Le contemporain : le dîner des fantômes – Julien Vignikin

La thématique de la nourriture habite certaines œuvres majeures de Julien Vignikin. Ce dernier dénonce la « malbouffe » que l’Occident a importée dans les métropoles des pays émergents. Ce malaise hante les peintures Indigestion I et Indigestion II. Les procédés utilisés par l’artiste font surgir des métaphores qui opèrent notamment en saturant la composition. Des assiettes en carton sont maculées par des traces ou des amas de matières picturales qui forment par endroits des sortes d’emplâtres et laissent supposer une certaine violence du geste qui s’étend d’ailleurs sur toute la surface de la toile.

Une table, une chaise, une assiette et un verre. Vides. Une fourchette et un couteau qui ne porteront à la bouche aucun aliment. Créée dans le cadre de la biennale du Bénin, en 2012, et présentée au Centre culturel Artisttik Africa, l’installation Le Dîner des fantômes sollicite le regard et interroge. Son esthétique singulière, que l’artiste rattache lui-même à l’Arte povera et à l’art brut, provoque et dérange. La table et la chaise hérissées de clous sont inaccessibles. Ce procédé constitue une interdiction matérielle de s’asseoir et de manger. La critique acerbe porte sur les dérives d’un monde où les uns consomment plus que de raison tandis que les autres souffrent de malnutrition. Et, bien sûr, au Nord la table est surchargée, tandis que les pays du Sud n’étant jamais conviés à partager demeurent des ombres fantomatiques.

Il est encore question de nourritures dans Totem contemporain, installation réalisée en 2013 dans le cadre d’une résidence, suivie d’une exposition collective, à la Fondation Blachère à Apt dans le sud de la France. Mais, ici, le référent « nourriture » est moins explicite que dans les oeuvres évoquées précédemment.

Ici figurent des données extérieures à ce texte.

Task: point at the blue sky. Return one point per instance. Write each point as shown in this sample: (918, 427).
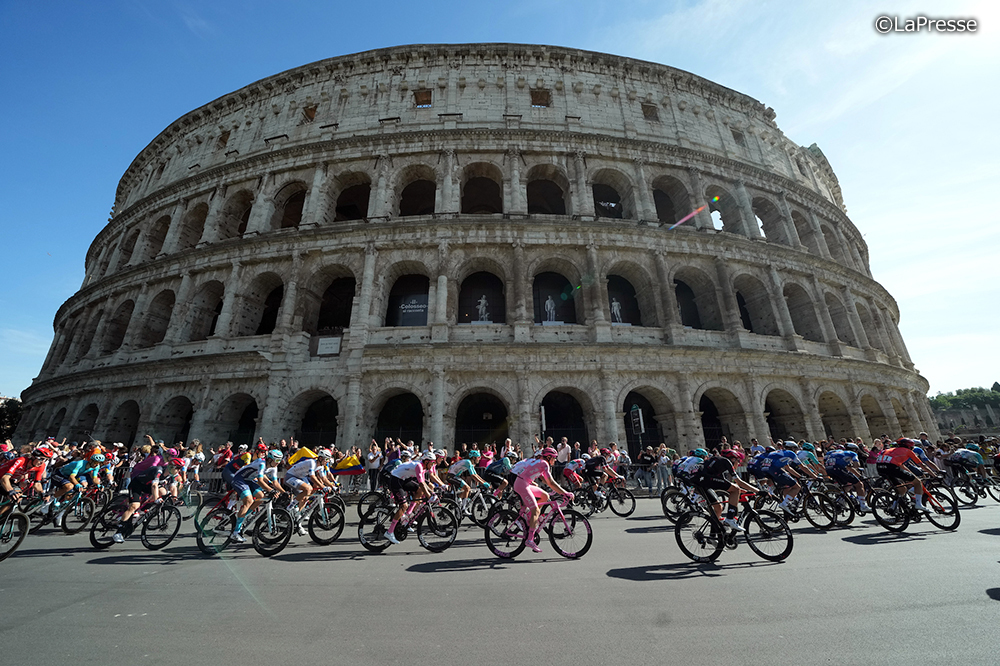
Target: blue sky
(908, 121)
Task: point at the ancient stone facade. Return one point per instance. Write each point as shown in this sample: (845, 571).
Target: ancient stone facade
(460, 242)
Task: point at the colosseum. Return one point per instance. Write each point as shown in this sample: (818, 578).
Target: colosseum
(459, 243)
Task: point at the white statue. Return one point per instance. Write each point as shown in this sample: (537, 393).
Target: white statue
(550, 309)
(481, 307)
(616, 310)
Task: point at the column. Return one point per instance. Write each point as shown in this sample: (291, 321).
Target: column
(437, 407)
(702, 220)
(860, 334)
(263, 209)
(224, 323)
(583, 202)
(314, 213)
(645, 206)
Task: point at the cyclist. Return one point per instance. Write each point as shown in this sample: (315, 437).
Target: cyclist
(527, 471)
(891, 464)
(405, 479)
(840, 464)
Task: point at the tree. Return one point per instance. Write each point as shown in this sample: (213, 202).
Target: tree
(10, 414)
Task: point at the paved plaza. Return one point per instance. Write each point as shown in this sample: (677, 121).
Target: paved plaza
(854, 596)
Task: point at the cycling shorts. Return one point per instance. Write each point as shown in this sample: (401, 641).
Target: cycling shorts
(894, 473)
(842, 476)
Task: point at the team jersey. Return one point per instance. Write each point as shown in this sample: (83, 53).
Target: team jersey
(409, 470)
(840, 459)
(463, 466)
(897, 456)
(530, 469)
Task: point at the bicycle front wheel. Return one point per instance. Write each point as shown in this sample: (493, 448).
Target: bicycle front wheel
(272, 534)
(570, 535)
(621, 502)
(699, 537)
(160, 527)
(13, 529)
(437, 529)
(325, 526)
(77, 516)
(768, 535)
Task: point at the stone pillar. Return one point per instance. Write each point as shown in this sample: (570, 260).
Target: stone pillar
(224, 323)
(644, 204)
(263, 209)
(437, 407)
(583, 202)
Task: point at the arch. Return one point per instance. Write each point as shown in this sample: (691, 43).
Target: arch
(155, 238)
(235, 215)
(192, 228)
(204, 309)
(671, 199)
(878, 424)
(770, 220)
(833, 412)
(482, 299)
(841, 321)
(237, 418)
(546, 190)
(564, 416)
(126, 249)
(289, 203)
(803, 313)
(157, 319)
(785, 419)
(117, 327)
(401, 416)
(353, 194)
(85, 422)
(754, 303)
(722, 202)
(408, 301)
(482, 418)
(722, 415)
(416, 191)
(696, 299)
(482, 189)
(261, 304)
(124, 424)
(613, 194)
(172, 423)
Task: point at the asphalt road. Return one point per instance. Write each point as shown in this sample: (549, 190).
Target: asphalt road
(854, 596)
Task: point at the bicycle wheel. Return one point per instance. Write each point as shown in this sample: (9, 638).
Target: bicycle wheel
(13, 528)
(506, 534)
(890, 510)
(373, 528)
(104, 526)
(621, 502)
(160, 527)
(942, 511)
(699, 537)
(437, 529)
(325, 527)
(818, 510)
(571, 537)
(77, 516)
(768, 535)
(215, 531)
(271, 535)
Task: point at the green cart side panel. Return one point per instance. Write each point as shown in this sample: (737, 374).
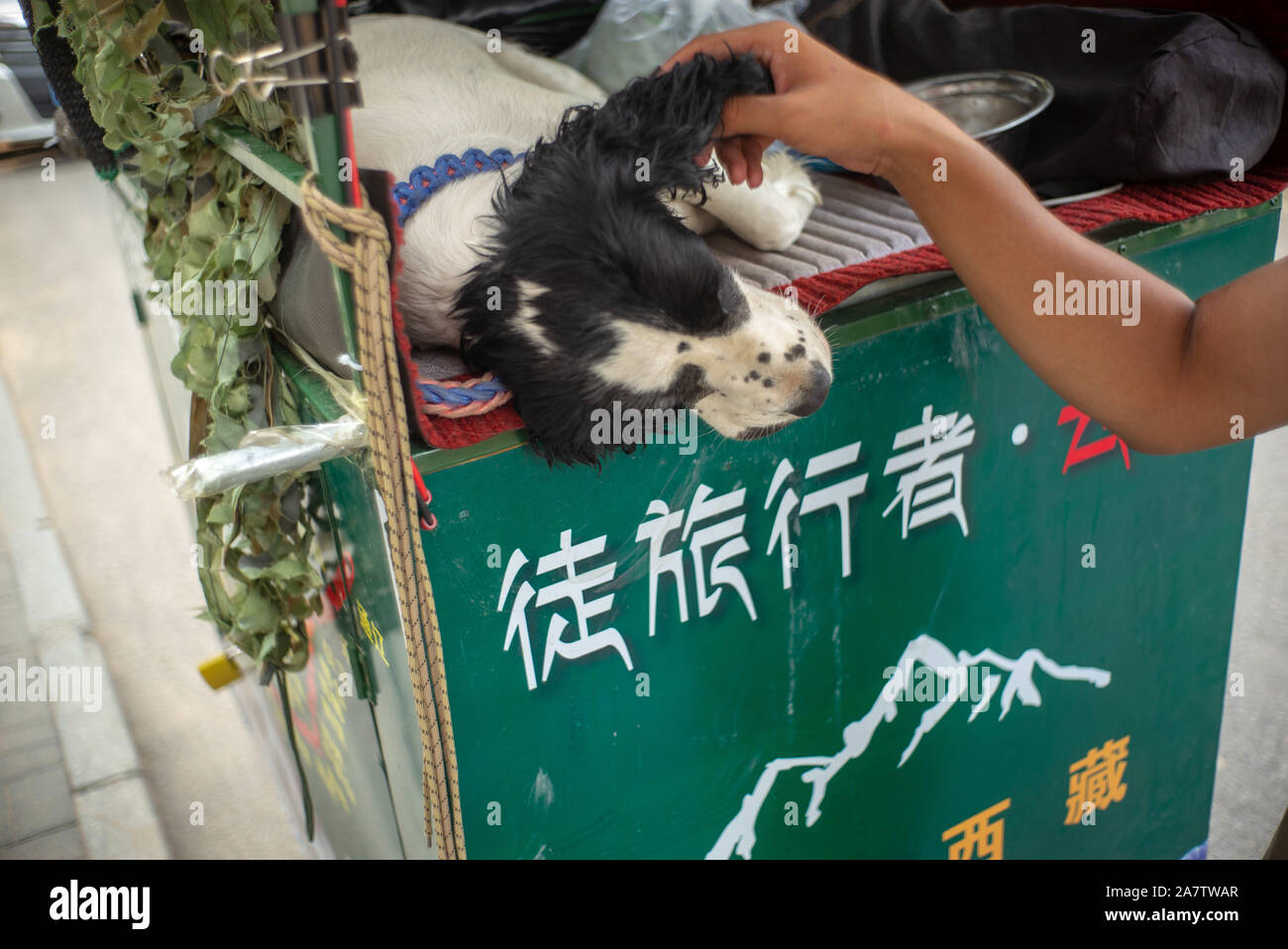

La figure dotée de seins possède une tête évoquant celle d’une poule, tandis que la tête de l’autre sculpture semble, avec ses cornes dressées, appartenir à une espèce de caprin. Ces étranges créatures symbolisent, entre autres, des humains sacrifiés sur l’autel de la malbouffe. L’installation intègre, par ailleurs, une toile sur laquelle est figuré un caméléon, animal présent dans les proverbes et les mythes de nombreuses sociétés d’Afrique subsaharienne. Ce reptile a la capacité de changer de couleur et de se fondre dans son environnement. La queue du caméléon prend la forme du symbole @, encerclant les lettres J et V, les initiales de Julien Vignikin. Au pied des totems sont posés des genres d’obus hérissés de lames. Ils contiennent des choses secrètes qui pourraient exploser. Certaines installations de Vignikin – explorations des signes d’une mémoire enfouie ? – créent du lien, peut-être de façon involontaire, avec l’univers cultuel traditionnel que l’artiste porte en lui.

Julien Vignikin a quitté le Bénin, son pays d’origine, à l’âge de dix ans pour la France. Il est diplômé de l’école des Beaux-Arts de Dijon ; il expose régulièrement (peintures et installations) en France et en Afrique.